On Tue, Oct 29, 2002 at 05:07:52PM -0500, Scott St. John wrote:
> Thanks to a friend very familiar with Debian I have my first Debian
> server up and running on a Dual Processor IBM Netfinity Server.  One
> word:  ROCKS!
> 
> Just in playing around I see what I was hoping for with RH, speed,
> stability, performance!  NICE :)
> 
> Moving user accounts over tonight and will start the tests for it to
> become a replacement email server.

btw, i strongly recommend switching from sendmail to postfix as part of
the upgrade.

postfix is mostly backwards-compatible with sendmail, but a lot faster
and a lot better at resource management...i've seen sendmail boxes crash
under less than 1/10th of the mail load that the exact same machine was
capable of handling after we switched to postfix.

a nice mail setup is:

MTA: postfix-tls (supports RFC2847 TLS encryption and SMTP AUTH)
MDA: courier-maildrop
POP & IMAP: courier-pop, courier-pop-ssl, courier-imap, courier-imap-ssl
WEBMAIL: courier's sqwebmail
ANTI-SPAM: amavis with spamassassin, and lots of entries in your postfix
           smtpd_*_restrictions access maps.
ANTI-VIRUS: amavis with clamav

all of these are, of course, packaged for debian.

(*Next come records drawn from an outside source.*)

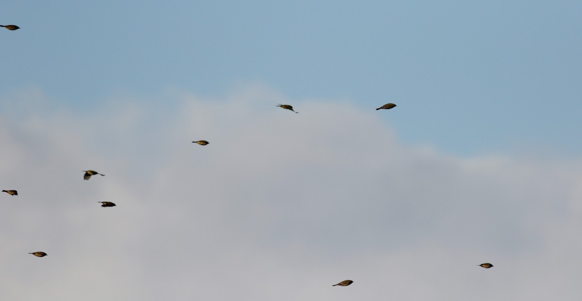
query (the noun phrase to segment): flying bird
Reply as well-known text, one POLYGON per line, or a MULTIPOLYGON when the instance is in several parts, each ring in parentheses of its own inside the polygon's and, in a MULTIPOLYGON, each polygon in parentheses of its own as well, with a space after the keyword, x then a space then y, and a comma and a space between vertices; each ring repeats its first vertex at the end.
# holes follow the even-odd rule
POLYGON ((85 172, 85 174, 83 176, 84 180, 88 180, 91 178, 91 175, 95 174, 101 174, 101 175, 105 175, 104 174, 101 174, 94 170, 83 170, 85 172))
POLYGON ((347 286, 352 284, 352 283, 354 283, 354 282, 352 281, 352 280, 344 280, 341 282, 338 283, 338 284, 334 284, 332 285, 332 286, 335 286, 336 285, 340 285, 341 286, 347 286))
MULTIPOLYGON (((287 110, 291 110, 293 112, 295 112, 295 111, 293 110, 293 107, 291 106, 290 106, 290 105, 281 105, 281 103, 279 103, 276 106, 280 106, 280 107, 282 107, 283 109, 287 109, 287 110)), ((299 112, 295 112, 295 113, 299 113, 299 112)))
POLYGON ((10 195, 18 195, 18 192, 16 190, 3 190, 2 192, 6 192, 10 195))
POLYGON ((0 27, 6 27, 6 29, 8 30, 16 30, 17 29, 20 28, 16 25, 0 25, 0 27))
POLYGON ((379 110, 380 109, 385 109, 386 110, 389 110, 389 109, 392 109, 392 108, 393 108, 393 107, 394 107, 395 106, 396 106, 396 105, 395 105, 395 104, 393 104, 393 103, 386 103, 386 104, 384 105, 384 106, 382 106, 380 107, 378 107, 378 109, 376 109, 376 110, 377 111, 378 110, 379 110))

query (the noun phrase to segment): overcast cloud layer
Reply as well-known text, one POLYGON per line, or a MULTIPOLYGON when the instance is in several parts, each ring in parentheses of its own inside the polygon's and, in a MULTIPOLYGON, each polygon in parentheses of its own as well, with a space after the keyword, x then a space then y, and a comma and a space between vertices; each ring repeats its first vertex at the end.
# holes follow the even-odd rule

as always, the most important factor for performance of a busy mail
server is the disks.   mail is an I/O-bound application, your CPUs will
be sitting idle most of the time waiting for data to/from the drives.

a large hardware RAID-5 array with non-volatile write caching is ideal
for mail.  also, reiserfs or XFS filesystems are a better choice than
ext2 (especially if you use Maildir/ which results in lots of little
files in a directory, which is a real performance killer under
traditional type *nix filesystems like ext2)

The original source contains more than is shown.